Le pouvoir de Macky Sall et son faciès identique à celui de…Wade

Les Sénégalais sont devenus exigeants. Ils n’acceptent pas l’injustice et l’arbitraire et c’est ce qui a porté Macky Sall au pouvoir. Ils ne pardonnent pas la prédation financière. Ils ne tolèrent aucune gestion clanique, familiale et nébuleuse des finances publiques et des ressources naturelles. Ils ne supportent aucun régime libertaire. Wade fut un bâtisseur. Mais son monarchisme et ses rapports délicats avec l’argent l’ont perdu. Macky Sall doit donc vite corriger les impaires de sa gouvernance. Jamais il n’a été aussi critiqué et contesté à cause de ce qui est appelé dynastie Faye-Sall, des révélations déstabilisatrices qui le mettent dos au mur, des décisions de justice partiales et l’impunité de ses proches. Ces impaires sont suicidaires pour lui. Une introspection impérative s’impose à lui.

La force du pouvoir d’Etat, le protocole, la visibilité médiatique et l’aisance financière donnent toujours aux acteurs du régime dirigeant l’illusion d’une force électorale. C’est pourquoi, l’APR croit être puissante.

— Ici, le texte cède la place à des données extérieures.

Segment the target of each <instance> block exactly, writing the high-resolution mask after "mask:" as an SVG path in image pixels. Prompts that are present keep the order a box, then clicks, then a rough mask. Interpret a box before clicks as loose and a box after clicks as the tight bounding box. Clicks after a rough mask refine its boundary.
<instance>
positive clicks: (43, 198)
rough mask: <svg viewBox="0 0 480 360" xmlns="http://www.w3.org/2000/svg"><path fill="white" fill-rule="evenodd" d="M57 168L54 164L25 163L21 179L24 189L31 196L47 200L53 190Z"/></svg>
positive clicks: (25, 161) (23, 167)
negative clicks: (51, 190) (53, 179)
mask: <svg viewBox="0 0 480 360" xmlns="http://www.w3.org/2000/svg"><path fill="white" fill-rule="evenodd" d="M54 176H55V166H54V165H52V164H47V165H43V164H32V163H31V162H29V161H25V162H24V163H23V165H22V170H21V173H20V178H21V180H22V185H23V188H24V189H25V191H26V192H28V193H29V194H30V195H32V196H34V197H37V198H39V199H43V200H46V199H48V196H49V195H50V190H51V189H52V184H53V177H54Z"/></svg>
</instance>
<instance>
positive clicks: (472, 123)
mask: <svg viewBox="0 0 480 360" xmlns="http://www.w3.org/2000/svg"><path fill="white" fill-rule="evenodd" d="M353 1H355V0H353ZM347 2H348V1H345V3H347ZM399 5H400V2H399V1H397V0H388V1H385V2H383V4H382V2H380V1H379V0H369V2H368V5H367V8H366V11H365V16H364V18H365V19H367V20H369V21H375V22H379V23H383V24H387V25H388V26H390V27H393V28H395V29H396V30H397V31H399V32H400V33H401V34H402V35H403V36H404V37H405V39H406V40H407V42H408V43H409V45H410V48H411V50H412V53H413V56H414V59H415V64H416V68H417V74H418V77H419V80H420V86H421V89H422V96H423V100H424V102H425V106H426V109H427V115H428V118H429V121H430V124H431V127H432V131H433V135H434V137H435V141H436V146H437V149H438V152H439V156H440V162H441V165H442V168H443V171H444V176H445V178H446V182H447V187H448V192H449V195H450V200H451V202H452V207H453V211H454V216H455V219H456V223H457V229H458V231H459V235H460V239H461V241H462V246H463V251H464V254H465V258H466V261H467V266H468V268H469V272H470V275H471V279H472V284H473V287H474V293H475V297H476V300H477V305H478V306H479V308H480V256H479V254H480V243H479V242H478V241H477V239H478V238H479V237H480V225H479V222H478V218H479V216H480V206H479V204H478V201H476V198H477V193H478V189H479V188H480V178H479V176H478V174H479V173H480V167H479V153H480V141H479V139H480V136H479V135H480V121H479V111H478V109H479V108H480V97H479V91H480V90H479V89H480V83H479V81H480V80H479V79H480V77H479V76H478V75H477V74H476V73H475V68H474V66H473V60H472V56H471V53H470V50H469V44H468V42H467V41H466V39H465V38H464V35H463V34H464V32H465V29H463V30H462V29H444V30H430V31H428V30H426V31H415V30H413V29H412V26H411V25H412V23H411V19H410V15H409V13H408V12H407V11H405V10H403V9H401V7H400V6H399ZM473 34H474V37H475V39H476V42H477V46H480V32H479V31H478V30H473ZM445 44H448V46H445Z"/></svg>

Mais les millions d’électeurs du Sénégal ne sont d’aucun parti, encore moins de l’APR, qui ne dispose d’aucune puissante majorité électorale. Ils sont ces citoyens des marchés, des universités, des faubourgs, des villages, des villes et de la rue publique qui suivent tout, gardent un œil sur tout ce que fait la classe politique, surtout celle au pouvoir et décident dans le secret des isoloirs.

Les gigantesques mobilisations sur fond de décaissements financiers, les dithyrambes, les invectives, les ovations et les compliments maraboutiques ne font point l’électorat sénégalais qui a gagné en maturité et en liberté de choix.
Les citoyens tranchent sur du visible qui transforme leur vie et donne une autre physionomie à leur pays. Ils deviennent soupçonneux et révoltés quand le pouvoir d’Etat est accaparé par un clan et des acteurs que l’aisance du hasard rend arrogants et condescendants.
Wade a perdu à cause de son fils Karim et des arrogants prédateurs du PDS.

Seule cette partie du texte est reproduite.